Clara lembrou-se da pulseira que ele lhe deu no início do relacionamento. Simples, comprada em uma feira. Na época, parecia muito especial. Ela a guardou em uma caixa do pai, próxima a fotos e cartas antigas.

«Por que não? Que leve embora, se assim deseja», — pensou.

Ela trouxe a caixa, tirou a pulseira desbotada e a jogou no saco. Pedro demorou um pouco para perceber o que era, mas finalmente a reconheceu. Sua sobrancelha se ergueu.
— «Nem pensava que você ainda tinha isso. Mas tudo bem, já que você está devolvendo, pode levar.»

Clara notou um vislumbre de nostalgia em seus olhos. Talvez ele também tenha se lembrado das caminhadas pela beira do rio, das risadas e sorvetes compartilhados. Mas o orgulho e mágoa prevaleceram.

Nesse instante, a campainha tocou. Clara abriu a porta e viu a amiga Margarida com sacolas de supermercado. Elas haviam combinado de fazer pizza e assistir a uma série. Ao ver Pedro com o saco nas mãos, Margarida se surpreendeu:
— «Olá! O que está acontecendo?»

— «Meu ex veio exigir que eu devolvesse os presentes», — deu de ombros Clara.

— «Sério?» — Margarida ficou perplexa. — «Homem, não acha que isso é demais?»

— «Não se meta», — cortou Pedro. — «Estou pegando apenas o que é meu.»

Margarida balançou a cabeça:
— «Clara, precisa de ajuda para juntar suas coisas? Quem sabe encontramos até algumas escovas de dentes?»

Clara riu, enquanto o rosto de Pedro queimava de raiva. Ele quis dizer algo, mas desistiu.

Por fim, Clara se aproximou da porta, a abriu e olhou para Pedro com indiferença:
— «Aqui está tudo o que você me deu. Se encontrar uma caneta no armário, avise-me, envio pelo correio. Não há mais nada.»

Pedro segurou o saco, que estava prestes a estourar com a quantidade de objetos. Ele esperava lágrimas, súplicas para que deixasse o notebook ou o relógio. Mas Clara apenas permanecia ali — calma e, aparentemente, aliviada.

— «Você não vai protestar?
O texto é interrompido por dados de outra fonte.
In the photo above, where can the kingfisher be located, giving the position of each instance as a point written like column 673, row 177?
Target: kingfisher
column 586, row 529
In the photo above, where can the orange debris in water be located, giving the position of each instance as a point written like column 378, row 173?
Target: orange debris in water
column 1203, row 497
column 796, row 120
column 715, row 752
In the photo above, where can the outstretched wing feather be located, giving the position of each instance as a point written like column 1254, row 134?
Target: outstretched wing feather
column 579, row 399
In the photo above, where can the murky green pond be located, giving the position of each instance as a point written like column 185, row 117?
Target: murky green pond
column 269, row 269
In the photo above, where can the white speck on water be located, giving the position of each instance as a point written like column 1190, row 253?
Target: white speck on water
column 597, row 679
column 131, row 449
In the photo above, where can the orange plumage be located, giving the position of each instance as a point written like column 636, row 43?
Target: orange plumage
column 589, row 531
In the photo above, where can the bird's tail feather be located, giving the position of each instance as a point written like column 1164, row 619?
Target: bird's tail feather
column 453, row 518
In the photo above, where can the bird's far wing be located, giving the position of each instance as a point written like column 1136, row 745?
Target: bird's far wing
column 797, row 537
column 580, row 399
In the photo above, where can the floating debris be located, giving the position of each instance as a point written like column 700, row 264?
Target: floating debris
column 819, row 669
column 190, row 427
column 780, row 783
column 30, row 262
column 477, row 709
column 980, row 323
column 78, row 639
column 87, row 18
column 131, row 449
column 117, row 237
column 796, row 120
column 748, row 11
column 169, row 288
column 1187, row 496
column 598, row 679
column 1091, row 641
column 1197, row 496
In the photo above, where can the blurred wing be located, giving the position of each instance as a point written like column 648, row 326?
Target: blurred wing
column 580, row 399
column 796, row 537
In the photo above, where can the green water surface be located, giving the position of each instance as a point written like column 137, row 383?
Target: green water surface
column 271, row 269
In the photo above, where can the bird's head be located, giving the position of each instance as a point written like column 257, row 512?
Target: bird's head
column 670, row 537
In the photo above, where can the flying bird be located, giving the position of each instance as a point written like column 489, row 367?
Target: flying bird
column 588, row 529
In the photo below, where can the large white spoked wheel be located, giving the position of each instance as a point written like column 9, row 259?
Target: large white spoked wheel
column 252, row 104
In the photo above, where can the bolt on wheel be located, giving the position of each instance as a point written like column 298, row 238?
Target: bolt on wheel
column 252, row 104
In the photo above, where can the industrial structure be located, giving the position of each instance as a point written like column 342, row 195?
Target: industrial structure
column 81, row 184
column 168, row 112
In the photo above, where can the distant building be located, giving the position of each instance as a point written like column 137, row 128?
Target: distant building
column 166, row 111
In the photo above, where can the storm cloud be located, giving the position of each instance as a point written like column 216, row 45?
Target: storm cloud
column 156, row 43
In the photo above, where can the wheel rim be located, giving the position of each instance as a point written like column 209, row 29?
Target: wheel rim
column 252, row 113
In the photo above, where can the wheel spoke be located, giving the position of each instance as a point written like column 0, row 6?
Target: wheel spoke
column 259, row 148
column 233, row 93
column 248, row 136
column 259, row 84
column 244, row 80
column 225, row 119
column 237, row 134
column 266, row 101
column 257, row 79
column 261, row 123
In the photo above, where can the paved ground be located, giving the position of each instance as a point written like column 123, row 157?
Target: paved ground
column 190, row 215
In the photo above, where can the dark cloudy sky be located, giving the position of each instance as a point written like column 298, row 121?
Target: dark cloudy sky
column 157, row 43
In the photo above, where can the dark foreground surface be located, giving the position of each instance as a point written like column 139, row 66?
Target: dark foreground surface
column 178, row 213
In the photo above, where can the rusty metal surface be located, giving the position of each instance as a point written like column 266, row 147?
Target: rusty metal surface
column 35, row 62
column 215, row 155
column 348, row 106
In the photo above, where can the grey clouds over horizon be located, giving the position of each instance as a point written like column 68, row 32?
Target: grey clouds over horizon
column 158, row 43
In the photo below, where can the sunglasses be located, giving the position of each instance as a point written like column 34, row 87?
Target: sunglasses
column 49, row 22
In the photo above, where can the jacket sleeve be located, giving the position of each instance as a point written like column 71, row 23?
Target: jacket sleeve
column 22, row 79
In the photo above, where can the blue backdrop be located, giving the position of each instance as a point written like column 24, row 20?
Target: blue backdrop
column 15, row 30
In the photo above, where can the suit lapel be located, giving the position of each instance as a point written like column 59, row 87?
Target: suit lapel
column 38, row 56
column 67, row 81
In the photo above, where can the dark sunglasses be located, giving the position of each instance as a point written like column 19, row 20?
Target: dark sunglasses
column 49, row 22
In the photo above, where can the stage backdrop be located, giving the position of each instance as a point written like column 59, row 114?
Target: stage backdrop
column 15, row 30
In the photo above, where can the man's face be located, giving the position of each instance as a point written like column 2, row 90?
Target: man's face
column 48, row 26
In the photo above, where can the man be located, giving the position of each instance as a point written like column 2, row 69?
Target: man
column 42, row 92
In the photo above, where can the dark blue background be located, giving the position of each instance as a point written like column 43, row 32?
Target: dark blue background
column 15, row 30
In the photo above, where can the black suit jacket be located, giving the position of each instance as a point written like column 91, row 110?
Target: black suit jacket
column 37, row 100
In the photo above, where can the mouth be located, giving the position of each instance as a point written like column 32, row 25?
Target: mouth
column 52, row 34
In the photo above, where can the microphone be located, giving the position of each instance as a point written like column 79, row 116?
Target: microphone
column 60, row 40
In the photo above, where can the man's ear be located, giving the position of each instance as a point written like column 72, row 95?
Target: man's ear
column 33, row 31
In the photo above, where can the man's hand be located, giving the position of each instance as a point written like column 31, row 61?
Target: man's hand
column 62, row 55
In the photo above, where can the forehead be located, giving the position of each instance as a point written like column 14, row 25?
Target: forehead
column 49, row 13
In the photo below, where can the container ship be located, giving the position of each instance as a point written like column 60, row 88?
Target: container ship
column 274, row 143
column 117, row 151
Não tenta ficar com nada?» — perguntou ele, surpreso.

— «Por que eu faria isso? Esta é a sua escolha — exigir tudo de volta. A minha — devolver. Não quero lembranças do que você se tornou.»

Ele ficou em silêncio por alguns segundos:
— «Entendi… Quem sabe um dia a gente se veja de novo, como conhecidos?»

— «Não acho que seja necessário. Te desejo sorte», — Clara disse, desligando o telefone, sem se sentir culpada.

Ela deixou o telefone na mesa e sorriu para Margarida. Aquela, ao perceber pelo olhar da amiga que a conversa havia terminado, perguntou:

— «E então? O que ele queria?»

— «Parece que se arrependeu do que fez. Mas não quero voltar ao passado. Tudo isso já ficou para trás», — respondeu Clara em um sussurro, sentindo-se livre.

Quando foram servidas as sobremesas, ela pensou que a vida seguia em frente, e agora era ela quem decidia o rumo que queria tomar. Nenhum “presente” do passado conseguiria mais ditar suas regras.

Seis meses depois, Clara se formou, continuou trabalhando no centro cultural e lançou sua primeira coletânea de ensaios em um jornal online. Ela alugou um pequeno apartamento aconchegante, decorando-o apenas com o que achava necessário. Em uma das mudanças, encontrou a caixa com a pulseira que também foi devolvida por Pedro. Clara sorriu, relembrando o início da história deles.

Mas as lembranças não duraram muito. Ela colocou a trinket de volta na caixa e começou a organizar os livros. «Que o passado permaneça no passado», — decidiu. No fundo, sabia que tinha tomado a decisão certa, devolvendo aqueles “presentes”, mas mantendo o mais importante — sua dignidade e a capacidade de seguir em frente.

Agora, se alguém dissesse: «Devolve-me tudo o que te dei», — ela saberia como responder. Esse não era um retorno às coisas materiais, mas a afirmação de quem ela se tornara — uma pessoa à prova de vinganças do passado que não pode mais impedir sua felicidade.